Determine Days in February (Leap Year)

February in a leap year has 29 days. Using the Pigeonhole Principle, Aesop must mark 30 days to ensure that at least two are marked in February.

Apply Pigeonhole Principle for Any Month

To ensure two days are marked in the same month, Aesop must mark at least 13 days. Since there are 12 months, marking 13 days ensures at least 2 in one month.

Ensure Three Days in a Month

For three days in one month, divide Aesop's total days by 12 and add 1 to ensure one month has at least 3 days.

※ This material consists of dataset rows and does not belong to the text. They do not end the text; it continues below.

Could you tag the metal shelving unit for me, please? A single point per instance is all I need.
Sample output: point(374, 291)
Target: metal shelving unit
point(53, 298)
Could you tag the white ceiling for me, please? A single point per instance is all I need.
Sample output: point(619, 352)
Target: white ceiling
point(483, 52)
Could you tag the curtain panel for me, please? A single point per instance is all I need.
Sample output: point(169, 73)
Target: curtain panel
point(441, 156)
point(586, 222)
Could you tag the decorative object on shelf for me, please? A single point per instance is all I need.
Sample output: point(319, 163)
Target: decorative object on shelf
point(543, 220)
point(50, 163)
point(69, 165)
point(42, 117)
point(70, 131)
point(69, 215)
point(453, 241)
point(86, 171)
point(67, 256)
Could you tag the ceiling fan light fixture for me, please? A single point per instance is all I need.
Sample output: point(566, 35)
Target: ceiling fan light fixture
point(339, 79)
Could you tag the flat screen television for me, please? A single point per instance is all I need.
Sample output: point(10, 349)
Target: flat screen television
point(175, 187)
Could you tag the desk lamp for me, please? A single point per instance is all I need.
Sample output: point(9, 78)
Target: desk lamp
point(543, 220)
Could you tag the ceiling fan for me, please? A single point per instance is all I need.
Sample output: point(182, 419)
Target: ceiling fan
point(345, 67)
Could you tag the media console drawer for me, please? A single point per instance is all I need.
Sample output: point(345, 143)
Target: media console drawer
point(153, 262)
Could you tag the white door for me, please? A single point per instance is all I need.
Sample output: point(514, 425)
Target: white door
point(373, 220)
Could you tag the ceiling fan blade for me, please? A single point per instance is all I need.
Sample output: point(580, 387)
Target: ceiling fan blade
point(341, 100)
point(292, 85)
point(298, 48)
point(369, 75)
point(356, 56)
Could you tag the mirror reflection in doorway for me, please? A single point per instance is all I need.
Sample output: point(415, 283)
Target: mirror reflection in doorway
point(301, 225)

Thus, he must mark 25 days.

Marking Three Days on the Same Day Across Different Months

Since a month can have at most 31 days, and there are 12 months, marking 32 relieves you of having the same date in at least 3 different months.

Marking Two Consecutive Days

To ensure that Aesop has marked two consecutive days, he should mark at least 367 days, since there are 366 pairs of consecutive days in a leap year.

Marking Three Consecutive Days

To ensure three consecutive days, Aesop should mark at least 368 days since, including every possible sequence, a leap year contains 366 triplets of consecutively marked days.

Key concepts

Discrete Mathematics

Discrete mathematics may sound complex, but it's mainly about dealing with distinct, separate items or events that can be counted. It's used in computer science, logic, and set theory. A core concept within discrete mathematics is understanding how different principles can optimize or predict outcomes. One such principle is the Pigeonhole Principle. This principle states that if you put more pigeons into pigeonholes than you have holes, then at least one hole will contain more than one pigeon. In mathematical terms, if you have more items than containers, at least one container must hold more than one item. This simple yet powerful idea helps solve many real-world problems in discrete mathematics by making predictions about group distribution. For example, in the case of marking days on a calendar, if Aesop marks a number of days, the principle helps us determine when at least two marked days fall within the same month or period.

Leap Year Calculation

Leap year calculation is fundamental in understanding how our calendar works. Typically, a leap year occurs every 4 years to help synchronize our calendar year with the solar year, or the time it takes the Earth to complete its orbit around the Sun. Normally, a year is 365 days, but a complete orbit takes approximately 365.25 days. To address this discrepancy, an extra day is added to the calendar every four years making it 366 days. In February, this extra day is added resulting in 29 days instead of the usual 28. The rules for a leap year include that it must be divisible by 4. However, if the year can be evenly divided by 100, it is NOT a leap year, unless it can be evenly divided by 400, in which case it is a leap year. These rules precisely control the leap year calculation ensuring it accounts accurately for the Earth's orbit.

Consecutive Days

When tackling the idea of consecutive days, especially in the context of marking days, it is crucial to understand their underlying significance. Consecutive days occur one after another within a timeline, maintaining an unbroken progression. In a leap year, which has 366 days, there are 365 possible pairs of consecutive days (like March 1 and March 2), and 364 triplets (like March 1, 2, and 3). If Aesop wishes to ensure that he marks two or three consecutive days, the Pigeonhole Principle comes in handy. Using this principle means requiring that he mark more days than the total number of pairs or triplets within the year, ensuring overlap. For example, marking 367 days guarantees at least two consecutive days because there are only 366 pairs possible in a leap year. Similarly, marking 368 days ensures at least three consecutive days.